The idea that we are trusting financial markets to handle this themselves, because markets will know as well if not better than regulators what risks people are taking on, is written into the very fabric of this regulation. Look again at the FR document:
The [regulatory] agencies expect that banking organizations will identify, measure, monitor and control the risks of their securitization activities (including synthetic securitizations using credit derivatives)...Banking organizations should be able to measure and manage their risk exposure from risk positions in the securitizations, either retained or acquired, and should be able to assess the credit quality of any retained residual portfolio...Banking organizations with significant securitization activities, no matter what the size of their on-balance sheet assets, are expected to have more advanced and formal approaches to manage the risks.
It is telling banks to handle this themselves, because the "science" of risk management is well provided within private financial services, and it is better for it to be handled this way rather than with the crude tools public regulators used. And I think that this narrative, that new changes to banking regulations were more friendly to the financial community in the general move to deregulation, is a real challenge for those who think that markets would have been able to do better without any regulation - what stopped them this time around?

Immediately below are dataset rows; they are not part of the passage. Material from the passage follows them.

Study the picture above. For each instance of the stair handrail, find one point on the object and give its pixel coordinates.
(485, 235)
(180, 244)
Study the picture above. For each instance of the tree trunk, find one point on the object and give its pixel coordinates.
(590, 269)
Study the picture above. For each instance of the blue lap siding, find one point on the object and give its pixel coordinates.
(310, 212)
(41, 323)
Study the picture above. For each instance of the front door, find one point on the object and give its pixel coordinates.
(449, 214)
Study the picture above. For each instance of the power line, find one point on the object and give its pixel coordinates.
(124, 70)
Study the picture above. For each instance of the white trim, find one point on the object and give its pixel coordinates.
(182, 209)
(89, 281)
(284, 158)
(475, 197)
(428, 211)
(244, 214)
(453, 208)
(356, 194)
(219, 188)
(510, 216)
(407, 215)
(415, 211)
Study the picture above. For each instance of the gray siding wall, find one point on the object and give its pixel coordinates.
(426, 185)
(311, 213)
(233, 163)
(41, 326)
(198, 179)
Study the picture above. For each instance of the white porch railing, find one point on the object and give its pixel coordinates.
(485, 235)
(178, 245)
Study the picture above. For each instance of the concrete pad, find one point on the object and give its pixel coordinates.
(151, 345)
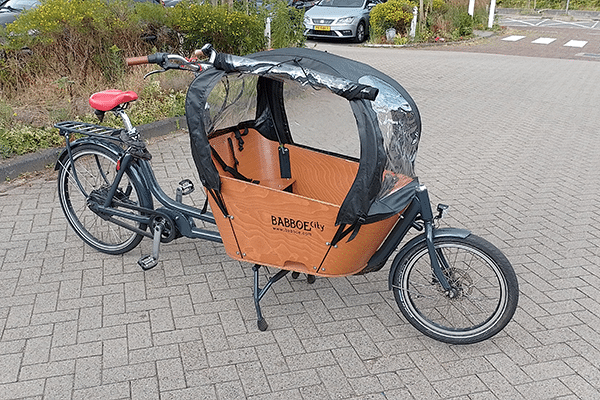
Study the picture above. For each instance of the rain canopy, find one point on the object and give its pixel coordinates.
(386, 117)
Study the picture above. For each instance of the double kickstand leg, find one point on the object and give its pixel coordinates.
(259, 293)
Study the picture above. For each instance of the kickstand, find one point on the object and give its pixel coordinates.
(150, 261)
(259, 293)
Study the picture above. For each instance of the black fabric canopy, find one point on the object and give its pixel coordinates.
(365, 201)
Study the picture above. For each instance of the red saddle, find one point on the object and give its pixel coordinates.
(109, 99)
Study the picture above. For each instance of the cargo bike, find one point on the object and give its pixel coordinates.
(278, 202)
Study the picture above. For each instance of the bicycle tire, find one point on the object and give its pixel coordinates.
(486, 294)
(95, 167)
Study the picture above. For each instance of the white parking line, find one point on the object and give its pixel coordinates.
(513, 38)
(576, 43)
(544, 40)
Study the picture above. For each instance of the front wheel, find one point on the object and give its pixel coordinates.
(484, 291)
(96, 168)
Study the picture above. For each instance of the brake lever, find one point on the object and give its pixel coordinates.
(156, 71)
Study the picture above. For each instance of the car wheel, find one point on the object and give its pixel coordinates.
(360, 32)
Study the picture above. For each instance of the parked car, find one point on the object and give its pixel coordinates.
(339, 19)
(10, 9)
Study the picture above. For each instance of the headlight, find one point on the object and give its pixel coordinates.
(347, 20)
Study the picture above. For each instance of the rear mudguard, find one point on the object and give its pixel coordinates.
(118, 152)
(437, 233)
(111, 147)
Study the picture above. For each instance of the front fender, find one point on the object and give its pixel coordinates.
(437, 233)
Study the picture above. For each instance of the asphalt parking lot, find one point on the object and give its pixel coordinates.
(510, 142)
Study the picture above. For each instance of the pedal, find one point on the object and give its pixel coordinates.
(147, 262)
(150, 261)
(185, 187)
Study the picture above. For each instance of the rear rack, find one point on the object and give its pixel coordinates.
(83, 128)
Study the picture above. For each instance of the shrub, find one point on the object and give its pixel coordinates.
(80, 40)
(227, 30)
(395, 14)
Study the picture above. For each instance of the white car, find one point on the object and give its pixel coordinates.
(339, 19)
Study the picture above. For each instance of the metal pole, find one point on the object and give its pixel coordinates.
(492, 12)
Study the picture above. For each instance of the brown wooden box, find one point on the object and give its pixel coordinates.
(289, 223)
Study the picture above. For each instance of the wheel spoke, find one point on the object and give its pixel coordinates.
(481, 300)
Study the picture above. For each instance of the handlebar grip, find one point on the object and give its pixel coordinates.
(137, 60)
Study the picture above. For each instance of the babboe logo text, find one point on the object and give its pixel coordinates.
(292, 223)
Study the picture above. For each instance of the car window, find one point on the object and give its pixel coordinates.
(342, 3)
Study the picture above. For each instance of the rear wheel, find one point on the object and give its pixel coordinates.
(96, 168)
(484, 291)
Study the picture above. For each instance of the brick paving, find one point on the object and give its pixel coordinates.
(510, 142)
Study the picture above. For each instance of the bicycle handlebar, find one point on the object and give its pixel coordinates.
(137, 60)
(165, 61)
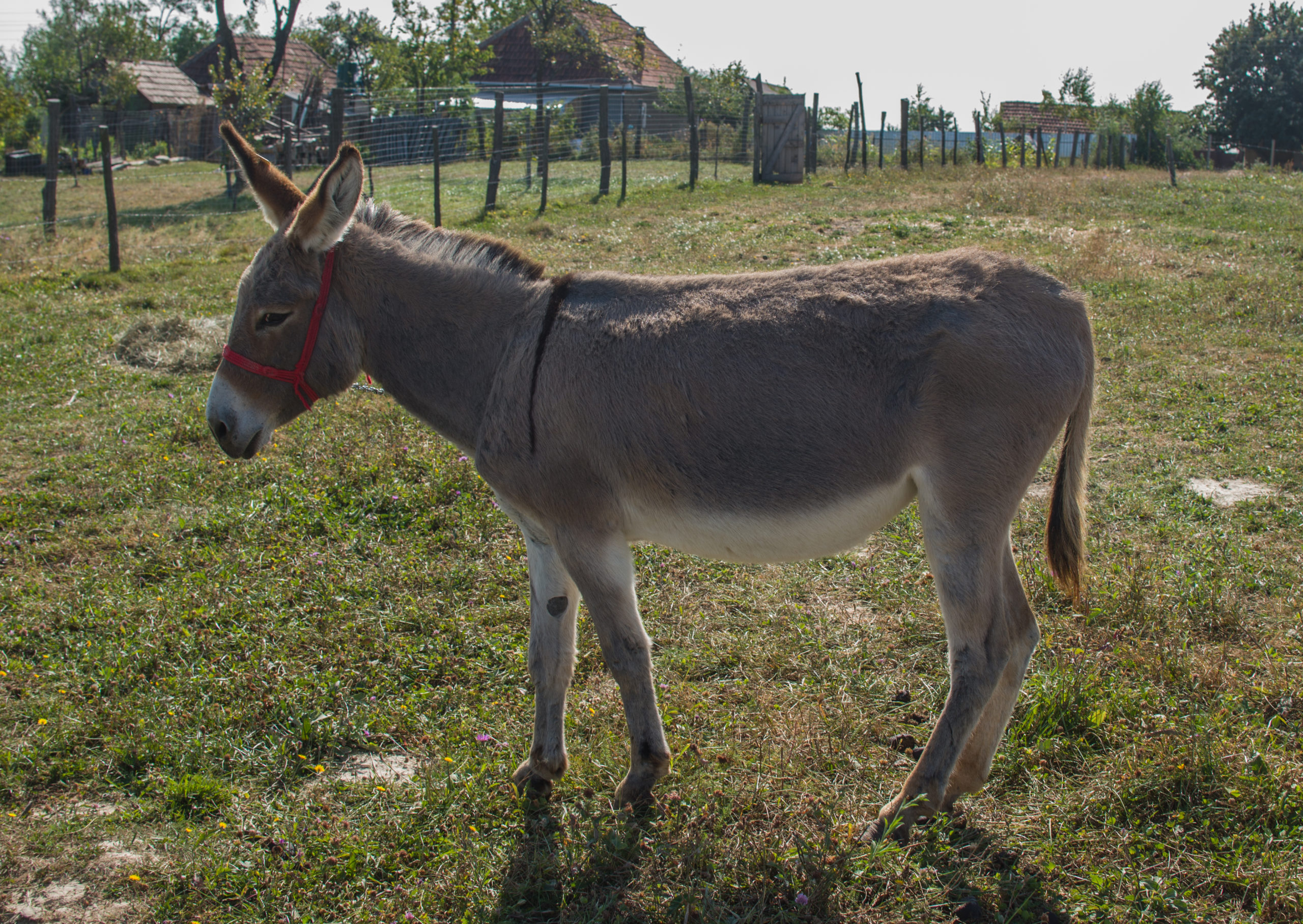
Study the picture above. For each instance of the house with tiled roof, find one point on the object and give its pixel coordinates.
(166, 106)
(627, 57)
(304, 80)
(162, 84)
(1018, 117)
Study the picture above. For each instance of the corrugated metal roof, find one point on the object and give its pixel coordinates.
(629, 55)
(301, 68)
(1017, 115)
(164, 84)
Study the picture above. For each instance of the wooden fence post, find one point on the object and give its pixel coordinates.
(694, 137)
(49, 201)
(625, 155)
(604, 140)
(812, 158)
(923, 133)
(336, 122)
(904, 134)
(496, 155)
(850, 137)
(864, 127)
(438, 193)
(544, 163)
(106, 148)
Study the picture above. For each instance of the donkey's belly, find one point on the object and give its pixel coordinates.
(780, 536)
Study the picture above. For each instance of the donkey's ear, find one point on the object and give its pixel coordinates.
(329, 210)
(277, 193)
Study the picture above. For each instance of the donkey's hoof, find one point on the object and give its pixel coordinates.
(531, 785)
(635, 793)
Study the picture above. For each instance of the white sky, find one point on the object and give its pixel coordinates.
(1011, 50)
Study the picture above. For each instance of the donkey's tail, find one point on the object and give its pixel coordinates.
(1065, 532)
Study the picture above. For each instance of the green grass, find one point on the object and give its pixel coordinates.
(193, 648)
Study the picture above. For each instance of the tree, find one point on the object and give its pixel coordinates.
(922, 115)
(13, 108)
(1077, 89)
(77, 48)
(354, 37)
(245, 97)
(1150, 110)
(1254, 75)
(433, 47)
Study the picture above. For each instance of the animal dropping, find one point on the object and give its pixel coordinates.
(750, 417)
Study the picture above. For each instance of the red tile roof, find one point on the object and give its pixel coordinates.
(301, 67)
(1034, 115)
(627, 54)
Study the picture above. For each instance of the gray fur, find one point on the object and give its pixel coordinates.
(752, 417)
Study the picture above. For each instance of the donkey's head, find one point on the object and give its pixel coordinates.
(275, 305)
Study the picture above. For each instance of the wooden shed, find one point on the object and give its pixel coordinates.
(782, 137)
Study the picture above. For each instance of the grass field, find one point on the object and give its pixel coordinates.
(197, 655)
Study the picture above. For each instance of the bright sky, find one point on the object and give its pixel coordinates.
(1011, 50)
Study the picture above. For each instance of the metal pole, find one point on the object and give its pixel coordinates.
(49, 211)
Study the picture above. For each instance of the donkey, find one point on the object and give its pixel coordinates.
(751, 417)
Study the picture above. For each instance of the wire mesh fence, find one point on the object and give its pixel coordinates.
(451, 154)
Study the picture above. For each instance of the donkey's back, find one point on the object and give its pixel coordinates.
(787, 415)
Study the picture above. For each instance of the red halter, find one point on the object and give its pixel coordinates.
(295, 376)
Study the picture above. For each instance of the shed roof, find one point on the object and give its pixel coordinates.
(164, 84)
(627, 54)
(299, 71)
(1018, 115)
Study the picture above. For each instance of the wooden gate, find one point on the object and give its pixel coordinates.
(782, 138)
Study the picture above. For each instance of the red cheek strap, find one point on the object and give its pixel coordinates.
(296, 376)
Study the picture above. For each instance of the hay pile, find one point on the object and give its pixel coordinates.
(174, 346)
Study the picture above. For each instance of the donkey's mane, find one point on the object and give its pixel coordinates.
(458, 247)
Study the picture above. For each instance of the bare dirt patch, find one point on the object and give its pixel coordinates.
(174, 346)
(1229, 492)
(117, 855)
(368, 768)
(66, 902)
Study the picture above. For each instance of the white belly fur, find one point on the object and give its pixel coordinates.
(772, 537)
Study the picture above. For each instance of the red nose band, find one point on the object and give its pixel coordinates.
(295, 376)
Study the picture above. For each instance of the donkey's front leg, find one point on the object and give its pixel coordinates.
(553, 608)
(604, 570)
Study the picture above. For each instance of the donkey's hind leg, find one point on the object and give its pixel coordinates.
(974, 764)
(553, 608)
(604, 570)
(965, 549)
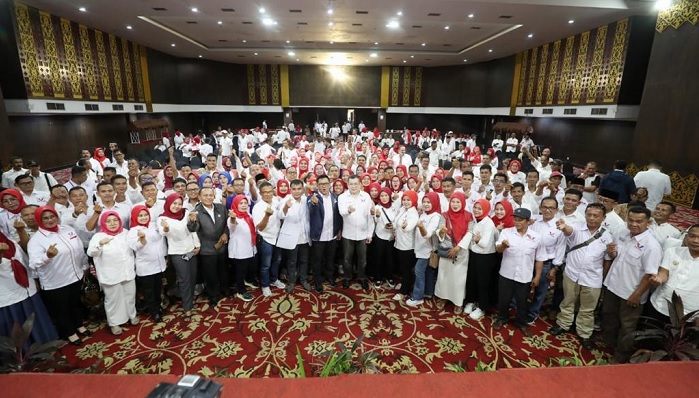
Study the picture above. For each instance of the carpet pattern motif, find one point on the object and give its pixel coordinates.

Regulation and Capital Requirements
Let's try a final thought-experiment. The Basel accords established a capital floor underneath which regulators wouldn't allow banks to go. Why are they to blame for banks taking on too much risk? As a crude example, let's say regulators required banks to hold 8% of capital, but that was too low and banks should have held 16% of capital. If banks would have naturally held 16% without regulators because markets work here, why wouldn't they hold 16% with regulators requiring a floor? I can understand how arguments that banks are holding too much capital, and stifling growth and keeping credit artificially low, could follow, but that doesn't seem relevant for this crisis. There's no reason board members, shareholders, CEOs with "skin in the game" and reputation concerns couldn't have made their companies hold 16%.
I understand the moral hazard argument, and though it obviously applies to government-sponsored entities like Fannie Mae and Freddie Mac, I think it needs to be proven rather than assumed that it applies to the banking sector. I'm willing to be convinced, but I think that's a serious question for people who think that regulation caused the crisis. Would no regulation really have been any better?